Poster
Hallo3D: Multi-Modal Hallucination Detection and Mitigation for Consistent 3D Content Generation
Hongbo Wang · Jie Cao · Jin Liu · Xiaoqiang Zhou · Huaibo Huang · Ran He
East Exhibit Hall A-C #2303
Recent advancements in 3D content generation have been significant, primarily due to the visual priors provided by pretrained diffusion models. However, large 2D visual models exhibit spatial perception hallucinations, leading to multi-view inconsistency in 3D content generated through Score Distillation Sampling (SDS). This phenomenon, characterized by overfitting to specific views, is referred to as the "Janus Problem". In this work, we investigate the hallucination issues of pretrained models and find that large multimodal models without geometric constraints possess the capability to infer geometric structures, which can be utilized to mitigate multi-view inconsistency.

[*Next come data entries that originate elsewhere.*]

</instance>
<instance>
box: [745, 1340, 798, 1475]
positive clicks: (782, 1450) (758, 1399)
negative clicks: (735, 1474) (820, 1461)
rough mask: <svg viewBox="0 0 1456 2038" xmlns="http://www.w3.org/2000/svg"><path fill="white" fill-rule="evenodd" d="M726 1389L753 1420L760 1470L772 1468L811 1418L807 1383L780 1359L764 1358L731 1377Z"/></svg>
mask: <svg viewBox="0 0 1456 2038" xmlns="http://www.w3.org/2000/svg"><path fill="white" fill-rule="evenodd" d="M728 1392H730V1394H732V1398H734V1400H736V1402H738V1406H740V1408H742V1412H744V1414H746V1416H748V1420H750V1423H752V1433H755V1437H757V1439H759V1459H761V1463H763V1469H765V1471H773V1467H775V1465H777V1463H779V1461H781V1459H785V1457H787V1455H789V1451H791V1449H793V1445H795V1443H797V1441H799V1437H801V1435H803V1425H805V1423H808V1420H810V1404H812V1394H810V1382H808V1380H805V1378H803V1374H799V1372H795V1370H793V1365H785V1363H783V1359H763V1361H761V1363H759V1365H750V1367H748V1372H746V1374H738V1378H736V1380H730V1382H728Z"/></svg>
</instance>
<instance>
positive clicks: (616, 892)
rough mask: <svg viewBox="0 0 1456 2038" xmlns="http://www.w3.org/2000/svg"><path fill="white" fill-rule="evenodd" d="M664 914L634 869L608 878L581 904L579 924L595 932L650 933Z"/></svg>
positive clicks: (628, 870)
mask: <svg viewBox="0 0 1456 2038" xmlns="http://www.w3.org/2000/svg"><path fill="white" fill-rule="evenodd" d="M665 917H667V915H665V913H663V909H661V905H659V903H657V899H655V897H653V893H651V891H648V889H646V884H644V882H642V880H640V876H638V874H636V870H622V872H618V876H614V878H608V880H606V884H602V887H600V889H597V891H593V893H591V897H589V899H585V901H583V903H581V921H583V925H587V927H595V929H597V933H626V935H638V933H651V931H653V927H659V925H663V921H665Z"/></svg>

Building on this, we propose a novel tuning-free method. We represent the multimodal inconsistency query information to detect specific hallucinations in 3D content, using this as an enhanced prompt to re-consist the 2D renderings of 3D and jointly optimize the structure and appearance across different views. Our approach does not require 3D training data and can be implemented plug-and-play within existing frameworks. Extensive experiments demonstrate that our method significantly improves the consistency of 3D content generation and specifically mitigates hallucinations caused by pretrained large models, achieving state-of-the-art performance compared to other optimization methods.